By: Christine Sunderland
Publisher: eLecto Publishing
Publication Date: May 2016
Reviewed by: Anita Lock
Date: July 5, 2016
Christine Sunderland offers a thought-provoking viewpoint on the collapse of Western civilization in her latest murder mystery.
Twenty-two-year-old Cal student Jessica Thierry witnesses the rape and murder of a young woman while walking on the scenic Fire Trail. It is difficult for Jessica to get the horrific images out of her thoughts. Jessica is particularly unnerved by the fact that she and the murderer made eye contact. Between his dysfunctional family issues and the murder, Jessica has to find a way to keep her attention on her history dissertation research, instead of allowing herself to be engulfed by fear and worry. Fortunately, her advisor points her in the direction of the Comerford House, the perfect place to gather information for her thesis.

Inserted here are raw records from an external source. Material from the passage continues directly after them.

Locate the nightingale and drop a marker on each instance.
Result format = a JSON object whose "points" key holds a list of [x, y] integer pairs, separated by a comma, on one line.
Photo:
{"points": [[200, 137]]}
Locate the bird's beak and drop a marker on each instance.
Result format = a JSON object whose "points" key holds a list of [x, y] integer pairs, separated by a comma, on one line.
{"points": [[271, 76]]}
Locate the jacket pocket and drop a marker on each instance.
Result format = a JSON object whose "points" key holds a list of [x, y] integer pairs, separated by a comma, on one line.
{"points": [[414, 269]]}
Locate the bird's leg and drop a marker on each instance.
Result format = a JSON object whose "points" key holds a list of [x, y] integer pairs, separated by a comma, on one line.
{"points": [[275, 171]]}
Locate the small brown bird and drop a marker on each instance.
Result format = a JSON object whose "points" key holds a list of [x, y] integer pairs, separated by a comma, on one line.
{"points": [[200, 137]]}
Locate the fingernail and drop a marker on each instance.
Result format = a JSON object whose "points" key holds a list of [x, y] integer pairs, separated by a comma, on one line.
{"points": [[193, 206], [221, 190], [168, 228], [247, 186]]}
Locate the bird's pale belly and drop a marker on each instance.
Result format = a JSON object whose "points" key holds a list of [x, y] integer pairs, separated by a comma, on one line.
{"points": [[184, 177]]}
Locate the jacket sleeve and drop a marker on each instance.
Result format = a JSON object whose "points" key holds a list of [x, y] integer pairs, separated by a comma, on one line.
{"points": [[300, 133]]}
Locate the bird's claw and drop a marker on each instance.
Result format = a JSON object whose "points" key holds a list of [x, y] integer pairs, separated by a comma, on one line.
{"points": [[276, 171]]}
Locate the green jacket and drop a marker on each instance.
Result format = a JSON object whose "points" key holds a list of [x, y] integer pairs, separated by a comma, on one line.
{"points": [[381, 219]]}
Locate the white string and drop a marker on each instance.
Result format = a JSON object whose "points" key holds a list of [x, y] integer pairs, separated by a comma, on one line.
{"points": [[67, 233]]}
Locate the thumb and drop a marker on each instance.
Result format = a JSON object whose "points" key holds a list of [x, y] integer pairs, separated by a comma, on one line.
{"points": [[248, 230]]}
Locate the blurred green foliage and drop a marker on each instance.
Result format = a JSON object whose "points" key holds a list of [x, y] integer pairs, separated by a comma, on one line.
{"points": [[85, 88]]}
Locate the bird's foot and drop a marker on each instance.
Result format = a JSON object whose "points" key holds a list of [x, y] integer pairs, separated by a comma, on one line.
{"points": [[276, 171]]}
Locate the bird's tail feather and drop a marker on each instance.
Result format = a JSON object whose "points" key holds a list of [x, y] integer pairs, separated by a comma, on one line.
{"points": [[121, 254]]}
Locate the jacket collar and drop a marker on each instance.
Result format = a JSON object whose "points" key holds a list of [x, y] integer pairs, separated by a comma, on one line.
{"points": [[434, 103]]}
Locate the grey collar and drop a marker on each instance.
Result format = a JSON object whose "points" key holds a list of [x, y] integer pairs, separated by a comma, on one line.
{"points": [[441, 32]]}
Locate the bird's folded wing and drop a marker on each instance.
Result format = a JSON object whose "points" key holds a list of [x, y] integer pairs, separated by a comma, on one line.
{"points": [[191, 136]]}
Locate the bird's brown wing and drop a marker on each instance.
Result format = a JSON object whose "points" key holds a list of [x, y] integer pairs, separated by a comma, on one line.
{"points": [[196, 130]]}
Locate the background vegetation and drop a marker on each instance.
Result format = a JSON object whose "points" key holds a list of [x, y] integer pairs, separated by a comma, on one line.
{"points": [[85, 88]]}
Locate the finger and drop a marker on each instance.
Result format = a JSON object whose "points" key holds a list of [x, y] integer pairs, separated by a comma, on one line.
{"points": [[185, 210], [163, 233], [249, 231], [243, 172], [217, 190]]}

Another Cal grad, twenty-six-year-old Zachary Aguilar hasn't been able to get Jessica off of his mind since he encountered her in one of his classes. While helping his docent mom Anna out at the Comerford House, Zachary is caught off guard when Jessica not only attends a house tour, but also applies for the open assistant docent position. A strong bond begins to build between Zachary and Jessica. Plus, Zachary's Catholic beliefs start to rub off on Jessica, providing her with a deep sense of peace and encouragement during this troubled season in her life. Yet Jessica is unaware that her newfound faith will soon undergo testing.
Sunderland chooses her own stomping ground for the backdrop in her sixth religious novel. Featuring the popular Fire Trail frequented by "joggers, walkers, and hikers of all ages," Sunderland has created a story that draws from the Catholic faith as well as raises issues of free speech and relaxed sexuality (as a result of the sexual revolution of the 1960s) and its effects on society. Sunderland's fictional cast is surrounded by the histories of Berkley and the beneficial work of the Presentation Sisters, while punctuating factual news articles from September 2014.
Forthright about her deep concerns with "America's cultural collapse, the decline in civil order, and threats to freedom of speech and religion," Sunderland unflinchingly weaves in conservative perspectives that give readers plenty of food for thought. Examples include speeches from speakers at the Fidelity Society highlighting sexual purity and encouraging traditional marriage. Although fictionalized, the Fidelity Society "is loosely based on the Anscombe Society (which began at Princeton), and the Love and Fidelity network, which links such university groups." Incorporating a flurry of expected and unanticipated scenes, Sunderland's plot is a nice mix of fact and mystery from beginning to end.
Quill says: The Fire Trail is a perfect read for religious enthusiasts.